В Центральной Азии разные типы опиатов употреблялись в разных местах и ситуациях разными группами потребителей. Однако в первые десятилетия Советской власти в наркологические учреждения Узбекистана по разным причинам чаще обращались потребители наркотиков европейского происхождения. В 1934 году Леонид Анцыферов, не приводя конкретных цифр, анализировал данные республиканской психиатрической больницы в Ташкенте и обнаружил, что большинство «гашишистов», которые «закончили курсом лечения», было представлено не местными уроженцами, а людьми русской национальности [61: С. 12]. Однако никто из первых авторов советской Центральной Азии не хотел воспринимать наркоманию как «европейскую болезнь». Они часто были готовы рассматривать своих пациентов, как представителей центральноазиатской популяцией потребителей наркотиков, и в целом отказывались от мысли, что местное население может быть «менее инфицировано» наркотиками, и предпочитали видеть «наркопроблему» среди «местных уроженцев». Четырьмя годами ранее Кондратченко писал, что «идея лечения от наркотизма» была «недостаточно популярной» среди узбеков и предупреждал, что данные о небольшом проценте узбеков в его выборке амбулаторных пациентов являются недостоверными [28: С. 1340]. Однако тот факт, что русские представляли большинство «наркоманов», обращавшихся в наркологические учреждения Ташкента, и что многие медицинские публикации раннего советского периода, посвященные наркомании в Центральной Азии, фактически основывались на данных о русских и других «не местных» пациентах, никогда не признавался более поздними исследователями наркоситуации в этом регионе. Напротив, они обычно характеризовали потребление наркотиков в первые годы Советской власти, как часть обычаев и бытовое потребление наркотиков, что характерно для Центральной Азии, и поддерживали стереотип исключительно регионально «традиционного» потребления наркотиков. По их данным «наркомания» в Центральной Азии обычно рассматривалась как болезнь, возникающая в результате недифференцированного назначения опиатов местными представителями «традиционной» медицины – табибами. Объединение понятий «опиаты» и «табибы» служило политической цели властей представить табибов как «зло» и удалить «отсталые» и «неграмотные» медицинские практики из повседневной жизни Центральной Азии.

 

Однако различия между больными, обращавшимися за медицинской помощью и не обращавшимися за таковой, были отмечены не только в их этническом происхождении и большем доверии к советским врачам, но также в паттернах потребления наркотиков, отмечавшихся в этих двух группах.
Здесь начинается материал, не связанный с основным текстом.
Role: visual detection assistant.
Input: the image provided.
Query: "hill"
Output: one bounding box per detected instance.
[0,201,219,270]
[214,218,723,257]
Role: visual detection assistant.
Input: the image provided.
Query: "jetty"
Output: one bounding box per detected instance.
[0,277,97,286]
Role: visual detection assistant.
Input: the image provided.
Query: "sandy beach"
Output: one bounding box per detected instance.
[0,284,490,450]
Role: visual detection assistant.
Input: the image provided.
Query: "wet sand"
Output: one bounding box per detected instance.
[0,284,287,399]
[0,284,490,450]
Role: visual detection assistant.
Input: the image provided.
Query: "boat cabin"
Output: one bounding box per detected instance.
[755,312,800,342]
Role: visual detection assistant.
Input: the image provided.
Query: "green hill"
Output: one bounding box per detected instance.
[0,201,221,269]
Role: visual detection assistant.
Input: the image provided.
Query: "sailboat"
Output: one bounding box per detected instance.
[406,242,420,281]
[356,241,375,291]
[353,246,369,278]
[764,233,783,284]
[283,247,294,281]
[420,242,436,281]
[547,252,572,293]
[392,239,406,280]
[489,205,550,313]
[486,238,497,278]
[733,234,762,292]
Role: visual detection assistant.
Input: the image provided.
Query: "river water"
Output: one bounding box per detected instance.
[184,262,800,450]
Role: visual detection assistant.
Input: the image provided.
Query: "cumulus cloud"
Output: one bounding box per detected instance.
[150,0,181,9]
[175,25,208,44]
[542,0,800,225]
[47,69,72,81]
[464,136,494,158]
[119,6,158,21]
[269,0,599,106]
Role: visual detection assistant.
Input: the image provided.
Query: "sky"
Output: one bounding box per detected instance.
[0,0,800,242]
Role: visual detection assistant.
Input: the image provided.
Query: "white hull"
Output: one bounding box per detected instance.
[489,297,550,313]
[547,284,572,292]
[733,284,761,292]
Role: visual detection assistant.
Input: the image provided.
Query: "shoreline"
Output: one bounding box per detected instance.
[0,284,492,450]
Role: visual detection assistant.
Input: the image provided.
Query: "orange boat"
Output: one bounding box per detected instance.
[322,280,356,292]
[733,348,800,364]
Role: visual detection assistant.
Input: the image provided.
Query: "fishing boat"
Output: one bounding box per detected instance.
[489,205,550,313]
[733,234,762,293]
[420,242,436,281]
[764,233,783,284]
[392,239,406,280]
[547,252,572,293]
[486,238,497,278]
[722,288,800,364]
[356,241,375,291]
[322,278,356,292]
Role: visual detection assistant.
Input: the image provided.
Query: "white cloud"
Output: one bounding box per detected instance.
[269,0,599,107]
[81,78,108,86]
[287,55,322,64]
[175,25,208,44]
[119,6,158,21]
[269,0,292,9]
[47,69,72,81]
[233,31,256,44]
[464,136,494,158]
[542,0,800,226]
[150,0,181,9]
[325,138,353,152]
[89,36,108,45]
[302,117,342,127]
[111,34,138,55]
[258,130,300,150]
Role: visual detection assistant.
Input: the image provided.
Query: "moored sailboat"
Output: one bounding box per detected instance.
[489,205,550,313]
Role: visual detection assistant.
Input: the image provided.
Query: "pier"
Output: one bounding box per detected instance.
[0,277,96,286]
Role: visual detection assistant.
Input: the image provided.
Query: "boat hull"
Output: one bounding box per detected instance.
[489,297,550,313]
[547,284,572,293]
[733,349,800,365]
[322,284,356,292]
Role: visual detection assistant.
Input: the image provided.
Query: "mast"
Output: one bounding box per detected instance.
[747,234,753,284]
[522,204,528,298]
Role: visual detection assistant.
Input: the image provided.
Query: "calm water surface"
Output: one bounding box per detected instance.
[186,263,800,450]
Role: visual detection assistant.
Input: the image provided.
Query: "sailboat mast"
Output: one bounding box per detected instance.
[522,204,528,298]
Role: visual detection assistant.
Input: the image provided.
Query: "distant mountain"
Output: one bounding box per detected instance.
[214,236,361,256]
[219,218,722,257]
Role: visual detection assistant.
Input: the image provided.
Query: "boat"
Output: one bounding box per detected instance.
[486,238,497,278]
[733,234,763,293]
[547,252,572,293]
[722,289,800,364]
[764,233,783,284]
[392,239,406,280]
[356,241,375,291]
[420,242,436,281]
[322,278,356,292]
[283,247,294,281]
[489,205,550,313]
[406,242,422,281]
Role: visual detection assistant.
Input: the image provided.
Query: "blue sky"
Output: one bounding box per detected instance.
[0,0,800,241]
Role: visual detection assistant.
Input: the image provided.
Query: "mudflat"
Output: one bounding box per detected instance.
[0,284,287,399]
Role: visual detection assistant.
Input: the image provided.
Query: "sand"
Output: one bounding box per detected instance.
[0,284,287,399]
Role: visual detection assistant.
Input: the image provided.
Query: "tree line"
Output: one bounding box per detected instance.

Так как люди чаще становились «пациентами» наркологического учреждения вследствие употребления определенного опиата, использования определенного метода введения наркотика или комбинации методов, и все это длилось определенное время, значит предпочтения потребителей наркотиков – «европейцев» отличались от предпочтений «местных». Например, употребление кукнара, как «традиционного» местного опьяняющего вещества, широко отмечалось многими исследователями досоветской и советской Центральной Азии. Однако мы не видим ни одного местного «кукнариста» среди наркологических пациентов, описанных в работах раннего советского периода. Это относится как к Ташкенту, где узбеки составляли около 10 процентов в одной выборке, 25 процентов в другой, так и к Ашхабаду, где в отличие от Ташкента «местные» составляли 87 процентов пациентов, получающих лечение от наркомании [28, 44, 49]. Невзирая на образ «несчастных» людей, которые никак не могут избавиться от «дьявольской страсти» и таким образом «сохранить себе несколько лет жизни», создававшийся некоторыми императорскими актерами, администраторами, врачами и этнографами досоветского периода, потребление кукнара не увеличивало количество желающих лечиться от наркомании среди местного населения по всей Советской Центральной Азии [6, 62-66].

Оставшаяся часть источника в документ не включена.